Тосиюки умер десятого августа прошлого года, на рассвете, после бессонной ночи, проведенной на рабочем месте. Только-только закончился традиционный срок траура. Она не присутствовала при его смерти. Он упал в офисе компании, его доставили в больницу, и он вскоре, не приходя в сознание, скончался. Официальная причина смерти — сердечная недостаточность. Тосиюки было всего тридцать семь. В профсоюзной газете поместили статью, в которой его смерть назвали «классическим случаем гибели от изнурительного труда» и сурово заклеймили администрацию. По этой ли причине, или из опасений, что Эцуко подаст судебный иск, но ей выплатили довольно значительную сумму в счет выходного пособия Тосиюки и так называемые «гробовые». В результате она смогла полностью выплатить кредит за дом. Из социального фонда компании ей назначили пенсию в связи с потерей кормильца. Таким образом отпали все бытовые заботы, деньги перестали быть постоянной головной болью, в отличие от того времени, когда Тосиюки был еще жив и работал не покладая рук.
Но именно поэтому существование Эцуко внезапно стало пустым и бессмысленным.

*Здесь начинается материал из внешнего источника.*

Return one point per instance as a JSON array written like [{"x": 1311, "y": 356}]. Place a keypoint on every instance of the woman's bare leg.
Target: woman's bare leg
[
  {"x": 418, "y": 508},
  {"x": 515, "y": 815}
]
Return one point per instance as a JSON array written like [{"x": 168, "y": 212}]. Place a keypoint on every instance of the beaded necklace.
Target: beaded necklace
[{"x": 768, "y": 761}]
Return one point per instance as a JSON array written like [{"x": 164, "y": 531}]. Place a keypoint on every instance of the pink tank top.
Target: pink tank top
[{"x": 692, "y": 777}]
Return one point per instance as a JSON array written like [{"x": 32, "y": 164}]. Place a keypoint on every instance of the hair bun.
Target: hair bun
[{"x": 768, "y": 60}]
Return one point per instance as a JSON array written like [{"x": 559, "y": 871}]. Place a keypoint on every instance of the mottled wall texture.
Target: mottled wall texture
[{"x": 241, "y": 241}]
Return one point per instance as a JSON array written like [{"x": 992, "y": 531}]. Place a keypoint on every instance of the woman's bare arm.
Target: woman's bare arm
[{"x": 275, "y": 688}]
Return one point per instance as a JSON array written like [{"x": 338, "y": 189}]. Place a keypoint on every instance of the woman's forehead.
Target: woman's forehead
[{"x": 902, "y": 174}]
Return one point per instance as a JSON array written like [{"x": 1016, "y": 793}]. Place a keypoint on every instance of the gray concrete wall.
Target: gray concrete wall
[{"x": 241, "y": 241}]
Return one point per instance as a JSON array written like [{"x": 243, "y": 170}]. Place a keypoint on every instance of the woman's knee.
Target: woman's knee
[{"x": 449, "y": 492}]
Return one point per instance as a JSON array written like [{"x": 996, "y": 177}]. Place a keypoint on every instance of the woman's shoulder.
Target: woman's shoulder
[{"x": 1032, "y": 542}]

Ради чего работал Тосиюки? Если подумать, они даже ни разу не съездили в отпуск втроем. Можно по пальцам сосчитать, когда они всей семьей ходили в зоопарк или парк аттракционов. Изо дня в день внеурочная работа, нередко всю ночь напролет. Но несмотря на весь этот титанический труд, получается, что с экономической точки зрения выгоднее безвременно околеть.
По этому поводу одни говорили:
— Если б не нынешний строительный бум, не пришлось бы вашему супругу так надрываться.
А другие:
— Уж слишком его компания хотела отхватить лакомый кусок от проекта новой застройки Токио!

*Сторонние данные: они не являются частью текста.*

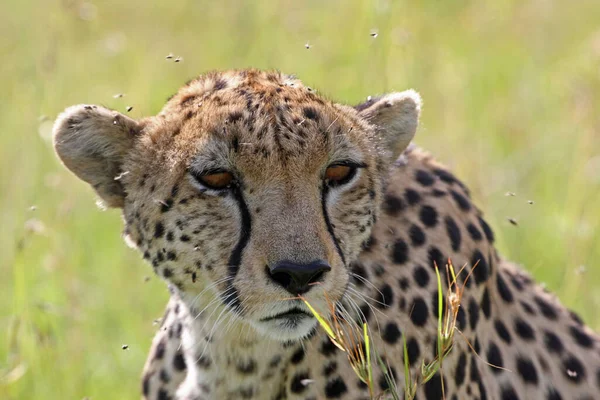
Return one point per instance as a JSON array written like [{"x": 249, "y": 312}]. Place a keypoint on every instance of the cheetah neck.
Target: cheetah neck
[{"x": 229, "y": 356}]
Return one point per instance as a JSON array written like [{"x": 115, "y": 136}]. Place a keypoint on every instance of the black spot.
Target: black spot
[
  {"x": 412, "y": 196},
  {"x": 503, "y": 289},
  {"x": 461, "y": 319},
  {"x": 527, "y": 371},
  {"x": 246, "y": 227},
  {"x": 385, "y": 297},
  {"x": 421, "y": 276},
  {"x": 482, "y": 391},
  {"x": 489, "y": 234},
  {"x": 203, "y": 361},
  {"x": 581, "y": 338},
  {"x": 428, "y": 216},
  {"x": 433, "y": 388},
  {"x": 403, "y": 283},
  {"x": 576, "y": 318},
  {"x": 419, "y": 312},
  {"x": 391, "y": 333},
  {"x": 553, "y": 342},
  {"x": 417, "y": 237},
  {"x": 246, "y": 366},
  {"x": 508, "y": 393},
  {"x": 383, "y": 380},
  {"x": 179, "y": 361},
  {"x": 495, "y": 358},
  {"x": 444, "y": 175},
  {"x": 460, "y": 371},
  {"x": 400, "y": 252},
  {"x": 573, "y": 369},
  {"x": 163, "y": 395},
  {"x": 435, "y": 303},
  {"x": 166, "y": 205},
  {"x": 485, "y": 303},
  {"x": 164, "y": 376},
  {"x": 369, "y": 243},
  {"x": 462, "y": 202},
  {"x": 234, "y": 117},
  {"x": 528, "y": 309},
  {"x": 424, "y": 177},
  {"x": 553, "y": 394},
  {"x": 160, "y": 350},
  {"x": 474, "y": 371},
  {"x": 146, "y": 384},
  {"x": 220, "y": 84},
  {"x": 159, "y": 230},
  {"x": 413, "y": 351},
  {"x": 481, "y": 271},
  {"x": 297, "y": 386},
  {"x": 453, "y": 233},
  {"x": 392, "y": 205},
  {"x": 474, "y": 232},
  {"x": 311, "y": 113},
  {"x": 358, "y": 270},
  {"x": 328, "y": 348},
  {"x": 524, "y": 330},
  {"x": 366, "y": 313},
  {"x": 298, "y": 356},
  {"x": 473, "y": 313},
  {"x": 502, "y": 331},
  {"x": 335, "y": 388},
  {"x": 436, "y": 258}
]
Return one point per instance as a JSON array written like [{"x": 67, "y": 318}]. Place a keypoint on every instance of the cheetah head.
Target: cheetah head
[{"x": 247, "y": 190}]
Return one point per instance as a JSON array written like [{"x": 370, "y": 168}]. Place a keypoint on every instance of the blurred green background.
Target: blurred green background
[{"x": 512, "y": 104}]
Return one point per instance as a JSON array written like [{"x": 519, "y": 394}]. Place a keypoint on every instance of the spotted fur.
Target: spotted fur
[{"x": 381, "y": 234}]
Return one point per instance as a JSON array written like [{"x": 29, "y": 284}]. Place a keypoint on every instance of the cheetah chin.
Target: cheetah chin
[{"x": 287, "y": 323}]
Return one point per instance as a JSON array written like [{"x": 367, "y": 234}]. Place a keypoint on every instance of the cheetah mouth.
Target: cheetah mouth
[{"x": 294, "y": 314}]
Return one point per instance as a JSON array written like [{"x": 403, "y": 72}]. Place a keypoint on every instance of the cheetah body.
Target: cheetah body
[{"x": 381, "y": 232}]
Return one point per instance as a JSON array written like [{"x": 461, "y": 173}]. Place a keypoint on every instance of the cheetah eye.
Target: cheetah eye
[
  {"x": 338, "y": 174},
  {"x": 217, "y": 180}
]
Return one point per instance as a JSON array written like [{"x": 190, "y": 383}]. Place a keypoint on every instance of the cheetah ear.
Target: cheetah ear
[
  {"x": 396, "y": 116},
  {"x": 92, "y": 142}
]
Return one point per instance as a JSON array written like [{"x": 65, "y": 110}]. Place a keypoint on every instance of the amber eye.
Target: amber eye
[
  {"x": 216, "y": 180},
  {"x": 339, "y": 174}
]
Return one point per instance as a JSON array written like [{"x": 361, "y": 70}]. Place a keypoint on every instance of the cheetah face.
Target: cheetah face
[{"x": 247, "y": 192}]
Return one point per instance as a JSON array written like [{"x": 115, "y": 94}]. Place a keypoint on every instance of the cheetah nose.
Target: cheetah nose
[{"x": 298, "y": 278}]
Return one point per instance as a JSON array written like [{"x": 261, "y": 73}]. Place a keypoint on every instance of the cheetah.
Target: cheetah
[{"x": 249, "y": 190}]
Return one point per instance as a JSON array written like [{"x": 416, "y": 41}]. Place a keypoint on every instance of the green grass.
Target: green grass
[{"x": 511, "y": 104}]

Были и такие, кто говорил:
— Не повезло бедняге. Выжали все соки и выбросили.
Но ей было все едино. Не эти слова хотела бы она услышать. Она ждала объяснений. Она ждала ответа.
Строго говоря, Тосиюки вовсе не «упал». Он хотел подняться из-за кульмана, но ноги подкосились, он вновь опустился на стул и уже не смог встать.

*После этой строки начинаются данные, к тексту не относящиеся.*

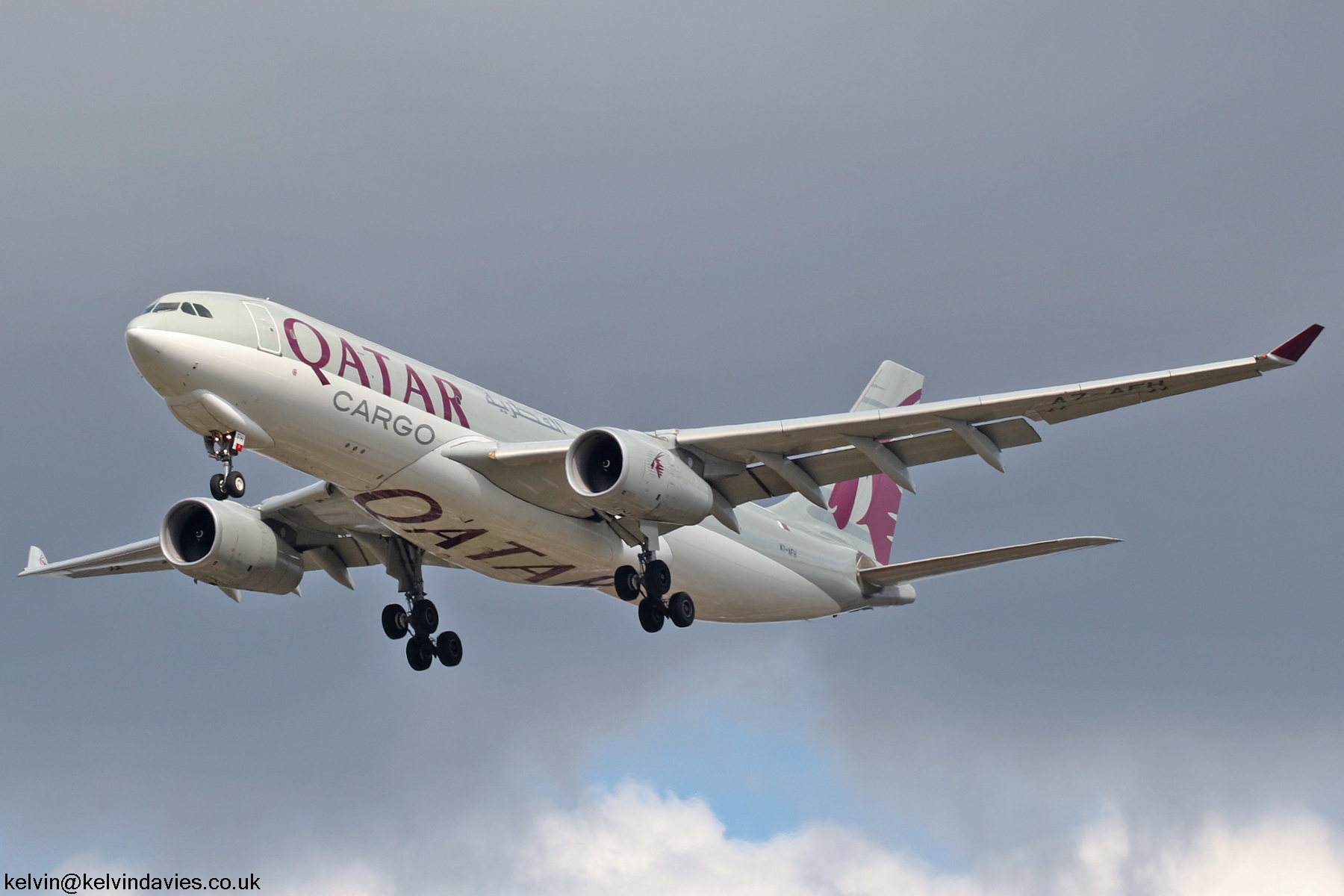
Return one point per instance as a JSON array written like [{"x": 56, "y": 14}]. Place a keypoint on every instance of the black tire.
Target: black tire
[
  {"x": 394, "y": 621},
  {"x": 420, "y": 652},
  {"x": 626, "y": 583},
  {"x": 680, "y": 609},
  {"x": 449, "y": 649},
  {"x": 658, "y": 578},
  {"x": 425, "y": 617},
  {"x": 651, "y": 615}
]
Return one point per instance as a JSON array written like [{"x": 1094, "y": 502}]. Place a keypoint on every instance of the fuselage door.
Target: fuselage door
[{"x": 268, "y": 335}]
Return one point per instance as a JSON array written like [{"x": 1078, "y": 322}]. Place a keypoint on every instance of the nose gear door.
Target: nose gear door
[{"x": 268, "y": 335}]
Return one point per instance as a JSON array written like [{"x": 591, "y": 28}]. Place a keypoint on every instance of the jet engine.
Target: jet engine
[
  {"x": 230, "y": 546},
  {"x": 636, "y": 474}
]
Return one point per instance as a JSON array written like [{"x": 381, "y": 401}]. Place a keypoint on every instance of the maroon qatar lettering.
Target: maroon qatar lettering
[
  {"x": 382, "y": 368},
  {"x": 452, "y": 403},
  {"x": 349, "y": 358},
  {"x": 416, "y": 386},
  {"x": 432, "y": 512},
  {"x": 299, "y": 352}
]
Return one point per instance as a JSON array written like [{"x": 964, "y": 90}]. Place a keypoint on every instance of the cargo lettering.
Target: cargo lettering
[{"x": 401, "y": 425}]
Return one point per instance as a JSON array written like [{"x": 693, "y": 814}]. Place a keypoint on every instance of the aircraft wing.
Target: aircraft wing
[
  {"x": 914, "y": 570},
  {"x": 753, "y": 461},
  {"x": 141, "y": 556},
  {"x": 329, "y": 529}
]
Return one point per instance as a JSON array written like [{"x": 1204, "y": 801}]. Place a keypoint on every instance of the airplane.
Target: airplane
[{"x": 417, "y": 467}]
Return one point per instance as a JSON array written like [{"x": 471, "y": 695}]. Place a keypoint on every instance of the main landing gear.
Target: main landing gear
[
  {"x": 226, "y": 447},
  {"x": 648, "y": 588},
  {"x": 420, "y": 615}
]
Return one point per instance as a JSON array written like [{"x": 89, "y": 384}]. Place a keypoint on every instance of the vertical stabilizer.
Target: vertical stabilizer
[{"x": 865, "y": 509}]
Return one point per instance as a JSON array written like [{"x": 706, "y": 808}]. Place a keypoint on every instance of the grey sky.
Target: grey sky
[{"x": 659, "y": 215}]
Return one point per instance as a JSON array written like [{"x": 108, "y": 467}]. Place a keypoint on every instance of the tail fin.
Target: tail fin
[{"x": 892, "y": 386}]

Но существует ли на свете работа, ради которой человек должен надрываться до такого изнеможения, что не в состоянии встать со стула? Кто вправе заставлять людей работать на износ?
Тосиюки пришлось трудиться всю ночь, заканчивая проект, поскольку по плану через два дня вся компания в полном составе уходила в десятидневный летний отпуск. Отпуск брать обязательно. Таково правило. Но объем работы оставался неизменным, и нельзя было переложить ее на чужие плечи. Другими словами, Тосиюки умер потому, что обязан был взять летний отпуск.
Как возможна такая бессмыслица? Сколько ни бейся головой о стену, ответа нет.
— Не женись он на тебе, был бы жив. Ты заставляла моего мальчика вкалывать так, что он не выдержал и умер!
Что она могла возразить на упреки свекрови? Разумеется, фактически все было не так. Но если взглянуть с точки зрения причинно-следственной связи — не поспоришь.
Она часто говорила мужу: «Выглядишь ты плохо, не ешь ничего. Может, тебе хоть немного отдохнуть?» Говорить-то говорила, но в действительности пальцем о палец не ударила. И когда Тосиюки, посмеиваясь, отвечал: «Мы, трудоголики, все такие. У нас в компании есть трудяги еще похлеще», она предпочитала не спорить.
Вот и получается, что мужа доконало ее безразличие.
Как ни крути, главная вина лежит на ней. Когда сразу после свадьбы семья мужа потребовала передать в их распоряжение значительную часть наследства, она безропотно подчинилась. Взяла фамилию мужа. Изначально родня мужа была против их брака (впрочем, мать Тосиюки любую невестку встретила бы в штыки). Эцуко отдавала себе отчет, что, выйдя за Тосиюки, не стала членом семьи Идэ, поэтому после его смерти вернула себе девичью фамилию Сингёдзи. Она думала, что имея на руках Юкари и храня память о муже, занимаясь домом, в котором проходила их совместная жизнь, она как-нибудь перебьется.